AUC learning curve during training.

By using grid search to optimize XGBoost hyperparameters, such as max_depth, scale_pos_weight and so on, it was found that the prediction results were not improved significantly on validation dataset.

Finally, we use the validation dataset to obtain the prediction probability. As shown in the Fig. 6, the best prediction threshold is the classification threshold with maximum F-score.

Fig. 6.
figure 6

F-score, Recall and Precision change curve with prediction threshold.

2.5 Model Ensemble

The ensemble of sub-models can effectively improve the generalization ability of the prediction model. We finally selected 6 sub-models that perform well on the validation set. These sub-models use XGBoost as the basic algorithm. The difference between them is mainly in the preprocessing, such as different SMART features, different feature extraction methods and sliding windows. Detailed parameters of these six sub-models are shown in the Fig. 7. The final prediction probabilities of the integrated models are obtained by averaging the prediction probabilities of these six models.

Fig. 7.
figure 7

Model ensemble method.

The positive samples and sampling positions in the Fig. 7 are related to the sampling process in Sect. 2.3.

3 Evaluation

3.1 Evaluation Metric

According to the Alibaba’s requirement, prediction engine predicts the failure disks in the next 30 days.
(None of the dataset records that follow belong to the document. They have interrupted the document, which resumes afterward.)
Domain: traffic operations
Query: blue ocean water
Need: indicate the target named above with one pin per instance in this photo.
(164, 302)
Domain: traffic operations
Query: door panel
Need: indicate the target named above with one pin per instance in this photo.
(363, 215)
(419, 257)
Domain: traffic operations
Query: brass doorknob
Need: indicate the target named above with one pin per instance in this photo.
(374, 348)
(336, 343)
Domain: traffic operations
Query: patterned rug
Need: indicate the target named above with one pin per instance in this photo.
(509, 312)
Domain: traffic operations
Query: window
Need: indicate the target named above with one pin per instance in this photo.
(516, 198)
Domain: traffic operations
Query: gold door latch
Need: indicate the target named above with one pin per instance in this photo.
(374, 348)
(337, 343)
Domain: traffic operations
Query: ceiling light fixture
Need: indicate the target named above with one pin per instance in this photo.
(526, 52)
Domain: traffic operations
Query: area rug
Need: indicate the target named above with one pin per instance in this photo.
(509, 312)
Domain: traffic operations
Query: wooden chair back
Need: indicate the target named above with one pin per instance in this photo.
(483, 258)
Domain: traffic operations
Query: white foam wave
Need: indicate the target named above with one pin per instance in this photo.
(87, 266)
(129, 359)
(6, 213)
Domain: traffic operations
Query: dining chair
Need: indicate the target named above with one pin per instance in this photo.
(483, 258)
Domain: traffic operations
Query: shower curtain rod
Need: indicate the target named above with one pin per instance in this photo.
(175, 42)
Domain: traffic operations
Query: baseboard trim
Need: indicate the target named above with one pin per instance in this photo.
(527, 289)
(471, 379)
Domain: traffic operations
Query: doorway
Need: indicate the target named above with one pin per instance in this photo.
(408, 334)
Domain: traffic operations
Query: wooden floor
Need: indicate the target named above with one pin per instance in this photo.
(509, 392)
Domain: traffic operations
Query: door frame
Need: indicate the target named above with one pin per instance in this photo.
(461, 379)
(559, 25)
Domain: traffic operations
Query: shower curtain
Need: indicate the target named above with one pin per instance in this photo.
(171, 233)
We used the precision, recall and F-score evaluation metrics redefined in the competition rules [3].

Recall reflects the proportion of positive samples correctly judged to the total positive samples, and Precision reflects the proportion of true positive samples among the positive samples decided by the classifier. The higher Recall and Precision, the better. F1-Score is the weighted average of Recall and Precision. F-score takes into account both Recall and Precision.

The metrics are defined as follows:

$$ Precision = \frac{{n_{tpp} }}{{n_{pp} }} $$
(3)
$$ Recall = \frac{{n_{tpr} }}{{n_{pr} }} $$
(4)
$$ F - score = 2\; \times \;\frac{Precision\; \times \; Recall}{Precision \; \times \;Recall} $$
(5)

The following Table 2 explains \( n_{tpp} \), \( n_{pp} \), \( {\text{n}}_{tpr} \) and \( n_{pr} \).

Table 2. Evaluation metric detail.

3.2 Experimental Results

There are two steps in model verification stage. Firstly, we predict offline validation dataset, then select the optimal F-score value and corresponding prediction threshold. The prediction results of the offline validation dataset are shown in the Table 3. By ensembling several good sub-models together, the overall prediction performance can be improved. The best sub-model is Model_06, with F-score 34.21, while the integrated model’s F-score reached 36.36, an increase of 2.15. Secondly, we predict online test dataset for final testing. The prediction precision was 52.42, the Recall was 32.31, and the F-score was 39.98.

Table 3. Experimental results offline.

4 Summary

In large-scale data centers, disk is the component with the highest failure rate. Disk failure will seriously affect the stability and reliability of IT infrastructure. Based on the SMART data set of Alibaba Data Center, this paper designs and implements an efficient disk failure prediction system. The training process of the system consists of five parts: feature extraction, preprocessing, model training, model ensemble, and model verification. XGBoost algorithm is applied. After system-level optimization, the F-score achieves 39.98. In the competition jointly held by Alibaba and PAKDD, the effectiveness and versatility of our system was approved.

There are many viable ways of extending this work, such as: Applying transfer learning algorithm to solve the problem of insufficient samples of failed hard disks. Using ranking algorithms to make further improvements. Analyzing disks that are not reported in time or reported wrongly.